A.C. : C’est ce que je voulais dire quand je vous parlais, c’est ce que j’entendais par environnement.
K : Mais si vous le considérez comme une drogue…
A.C. : Bien sûr, je vois que, lorsque je suis avec vous, c’est différent de quand je ne suis pas avec vous. Quand je suis loin, c’est complètement submergé et dominé, mais ça revient quand je suis avec vous. Que puis-je faire pour que ça reste ?
K : Comme vous avez d’autres choses à faire, je vous rencontrerais très souvent jusqu’à ce que vous soyez imprégné de cela, imprégné dans le sens où vous comprenez ce que je veux dire, et non pas simplement répéter ce que je dis. Vous êtes né avec cela. Comment allez-vous transmettre cela à vos associés ? Vous écouteront-ils ?
A.C. : Non, ils ne vous écouteront pas. Cette recherche sur l’intelligence artificielle va se poursuivre. Grâce à la pensée, ils vont produire un superordinateur plus performant que « le cerveau de la plupart des gens ». Ils le feront et finiront par créer un monde qui rendra l’esprit humain obsolète. C’est là la menace qui pèse sur l’espèce humaine.
K : Considéreront-ils alors qu’ils ont percé le mystère de l’intelligence ?
A.C. : Oui. Ils seront capables de reproduire tout ce qui est mécanique, de reproduire le processus de pensée. C’est le cerveau humain, et c’est effrayant. Ce qui est le plus passionnant, c’est d’étudier la nature de cette intelligence et ce qui peut arriver, pas l’intelligence artificielle. Et je me suis demandé pourquoi, dans cet environnement, je peux sentir un changement total se produire.

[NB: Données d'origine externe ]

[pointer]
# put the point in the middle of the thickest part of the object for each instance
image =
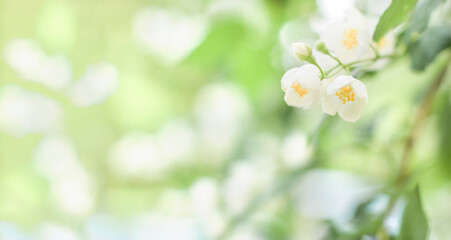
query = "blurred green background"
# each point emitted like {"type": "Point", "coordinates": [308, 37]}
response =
{"type": "Point", "coordinates": [164, 119]}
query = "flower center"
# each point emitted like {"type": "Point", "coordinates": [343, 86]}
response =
{"type": "Point", "coordinates": [346, 94]}
{"type": "Point", "coordinates": [299, 89]}
{"type": "Point", "coordinates": [349, 38]}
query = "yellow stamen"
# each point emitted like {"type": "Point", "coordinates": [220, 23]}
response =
{"type": "Point", "coordinates": [346, 94]}
{"type": "Point", "coordinates": [299, 89]}
{"type": "Point", "coordinates": [349, 38]}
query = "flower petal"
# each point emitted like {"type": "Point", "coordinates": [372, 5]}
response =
{"type": "Point", "coordinates": [339, 82]}
{"type": "Point", "coordinates": [360, 90]}
{"type": "Point", "coordinates": [331, 104]}
{"type": "Point", "coordinates": [292, 75]}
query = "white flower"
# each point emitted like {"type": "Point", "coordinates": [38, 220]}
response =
{"type": "Point", "coordinates": [385, 46]}
{"type": "Point", "coordinates": [345, 95]}
{"type": "Point", "coordinates": [348, 38]}
{"type": "Point", "coordinates": [301, 50]}
{"type": "Point", "coordinates": [302, 86]}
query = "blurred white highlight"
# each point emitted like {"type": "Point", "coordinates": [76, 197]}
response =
{"type": "Point", "coordinates": [168, 35]}
{"type": "Point", "coordinates": [23, 112]}
{"type": "Point", "coordinates": [98, 83]}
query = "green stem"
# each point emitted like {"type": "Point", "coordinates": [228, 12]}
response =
{"type": "Point", "coordinates": [404, 172]}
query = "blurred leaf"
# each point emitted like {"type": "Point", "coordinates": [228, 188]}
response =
{"type": "Point", "coordinates": [420, 18]}
{"type": "Point", "coordinates": [424, 51]}
{"type": "Point", "coordinates": [393, 16]}
{"type": "Point", "coordinates": [414, 223]}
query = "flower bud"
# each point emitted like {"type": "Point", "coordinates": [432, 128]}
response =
{"type": "Point", "coordinates": [321, 47]}
{"type": "Point", "coordinates": [302, 51]}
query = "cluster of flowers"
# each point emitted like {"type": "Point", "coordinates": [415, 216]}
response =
{"type": "Point", "coordinates": [345, 45]}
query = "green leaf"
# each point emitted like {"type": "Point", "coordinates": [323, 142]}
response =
{"type": "Point", "coordinates": [414, 223]}
{"type": "Point", "coordinates": [433, 41]}
{"type": "Point", "coordinates": [393, 16]}
{"type": "Point", "coordinates": [420, 18]}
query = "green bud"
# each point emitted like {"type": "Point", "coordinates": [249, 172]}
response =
{"type": "Point", "coordinates": [302, 51]}
{"type": "Point", "coordinates": [321, 47]}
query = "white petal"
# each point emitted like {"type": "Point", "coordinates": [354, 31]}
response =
{"type": "Point", "coordinates": [324, 61]}
{"type": "Point", "coordinates": [363, 42]}
{"type": "Point", "coordinates": [360, 90]}
{"type": "Point", "coordinates": [289, 77]}
{"type": "Point", "coordinates": [351, 111]}
{"type": "Point", "coordinates": [332, 35]}
{"type": "Point", "coordinates": [293, 99]}
{"type": "Point", "coordinates": [310, 71]}
{"type": "Point", "coordinates": [331, 104]}
{"type": "Point", "coordinates": [311, 98]}
{"type": "Point", "coordinates": [338, 83]}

K : Supposons que nous en discutions tous les jours, pourriez-vous le supporter ?
A.C. : Oui.
K : Attention.
A.C. : Je pourrais le supporter, mais le problème, c’est de le faire. Le problème est quand je sors de chez moi.
K : Cela signifie que vous n’avez pas vu cela. Voir le danger de cela, de la pensée, de tout le processus mécaniste, de son caractère intérieur, est la source même de l’intelligence.